Pékin Express suspendu à Katmandou : une révolte plonge l’émission dans le chaos

La saison 22 de Pékin Express a connu un tournant inattendu lors de son tournage à Katmandou, au Népal. L’émission de télé-réalité emblématique, animée par Stéphane Rotenberg, a été suspendue pendant cinq jours en raison d’une révolte majeure, plongeant candidats et équipe dans une situation de crise inédite.

EN BREF

  • La 22e saison de Pékin Express a été interrompue à Katmandou en raison d’une révolte.
  • Les candidats ont été confinés pendant cinq jours à cause des tensions politiques.
  • Stéphane Rotenberg témoigne de scènes de violence aux abords de l’hôtel où ils étaient retenus.

Le 8 septembre 2025, alors que les équipes de l’émission tentaient de filmer la cinquième étape de la compétition, une contestation d’une ampleur inattendue a éclaté. Les jeunes népalais, en colère contre la corruption et l’interdiction des réseaux sociaux, ont rapidement pris d’assaut les rues, créant un climat d’insécurité.

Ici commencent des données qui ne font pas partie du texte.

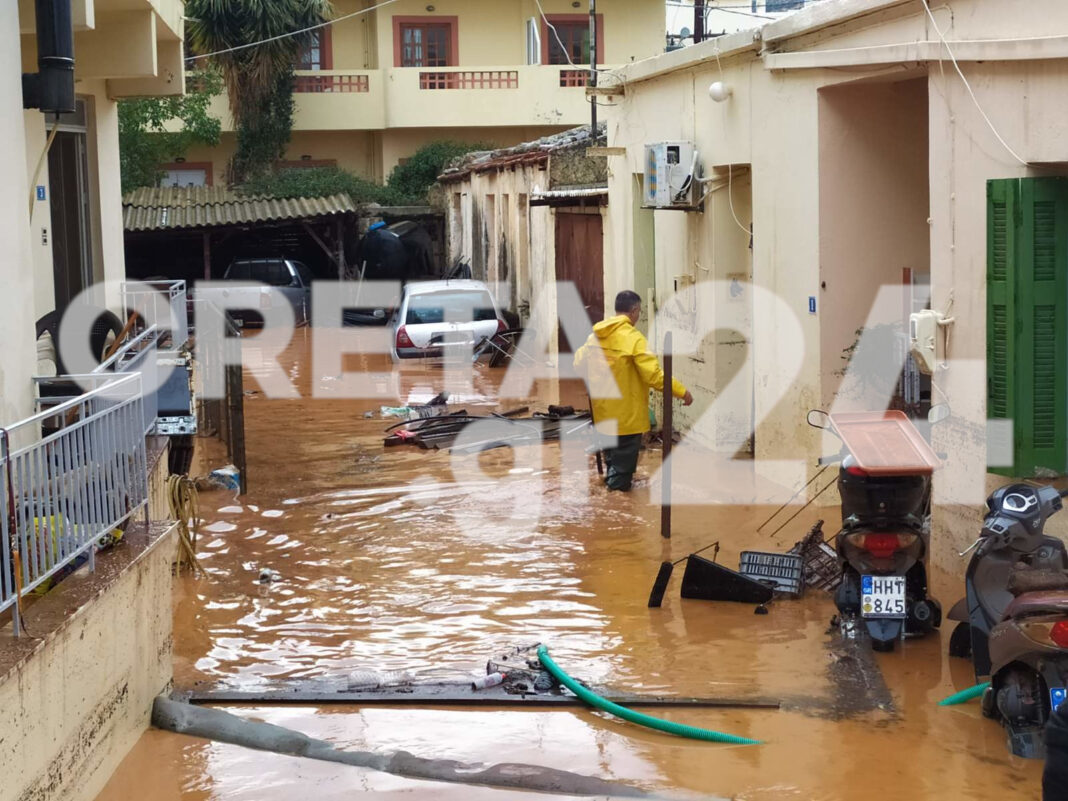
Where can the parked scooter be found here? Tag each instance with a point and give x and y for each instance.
(884, 481)
(1015, 614)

À peine douze heures après le début de l’étape, le convoi de Pékin Express s’est retrouvé piégé entre les manifestants et les forces de l’ordre, entraînant un arrêt immédiat du tournage.

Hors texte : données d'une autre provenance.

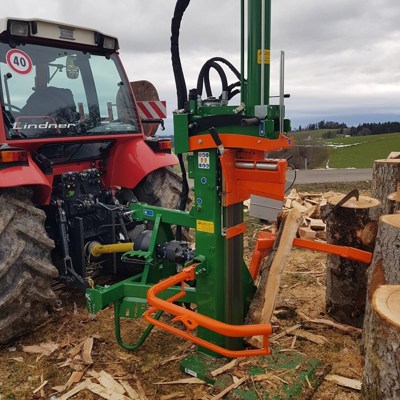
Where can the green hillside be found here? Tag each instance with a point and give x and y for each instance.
(361, 151)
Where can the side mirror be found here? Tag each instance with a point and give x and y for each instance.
(71, 68)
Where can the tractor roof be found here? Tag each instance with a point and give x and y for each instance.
(40, 28)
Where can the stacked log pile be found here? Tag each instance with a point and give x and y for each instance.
(309, 205)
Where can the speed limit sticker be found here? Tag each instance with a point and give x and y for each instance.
(19, 61)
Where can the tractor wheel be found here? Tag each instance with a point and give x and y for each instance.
(26, 270)
(161, 188)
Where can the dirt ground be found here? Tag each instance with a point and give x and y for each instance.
(302, 293)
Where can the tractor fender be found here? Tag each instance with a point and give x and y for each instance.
(27, 175)
(131, 161)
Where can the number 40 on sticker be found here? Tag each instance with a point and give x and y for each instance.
(19, 61)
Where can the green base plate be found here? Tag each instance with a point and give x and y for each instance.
(291, 375)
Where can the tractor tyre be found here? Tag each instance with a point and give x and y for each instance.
(161, 188)
(26, 270)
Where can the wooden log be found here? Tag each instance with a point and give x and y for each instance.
(381, 376)
(355, 225)
(384, 268)
(385, 176)
(263, 305)
(394, 201)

Les participants, ainsi que les équipes techniques, ont été contraints de se réfugier dans un hôtel situé à proximité des affrontements. Ce confinement a duré cinq jours, durant lesquels ils ont vécu une expérience hors du commun, marquée par l’impossibilité de communiquer librement ou de quitter l’établissement. La tension était palpable, alors que les cris des manifestants résonnaient à l’extérieur et que l’odeur des gaz lacrymogènes envahissait l’air.

Stéphane Rotenberg, en évoquant cette période, a partagé des images saisissantes : “On a vu un Hilton de 30 ou 40 étages en feu”. Les rues de Katmandou étaient envahies par des milliers de personnes, tandis que des hélicoptères survolaient la ville. Le tournage, habituellement rythmé par une cadence militaire, a été complètement bouleversé par la réalité politique qui s’est invitée sur le plateau.

Les conséquences de cette révolte ont été tragiques, avec un bilan d’au moins 72 morts, la démission du Premier ministre Khadga Prasad Sharma Oli et l’intervention de l’armée. Ce contexte a profondément impacté le tournage de l’émission, qui n’avait jamais connu un tel événement en 22 saisons. La production a dû réajuster son programme, remaniant les étapes dans l’urgence pour s’adapter à la situation.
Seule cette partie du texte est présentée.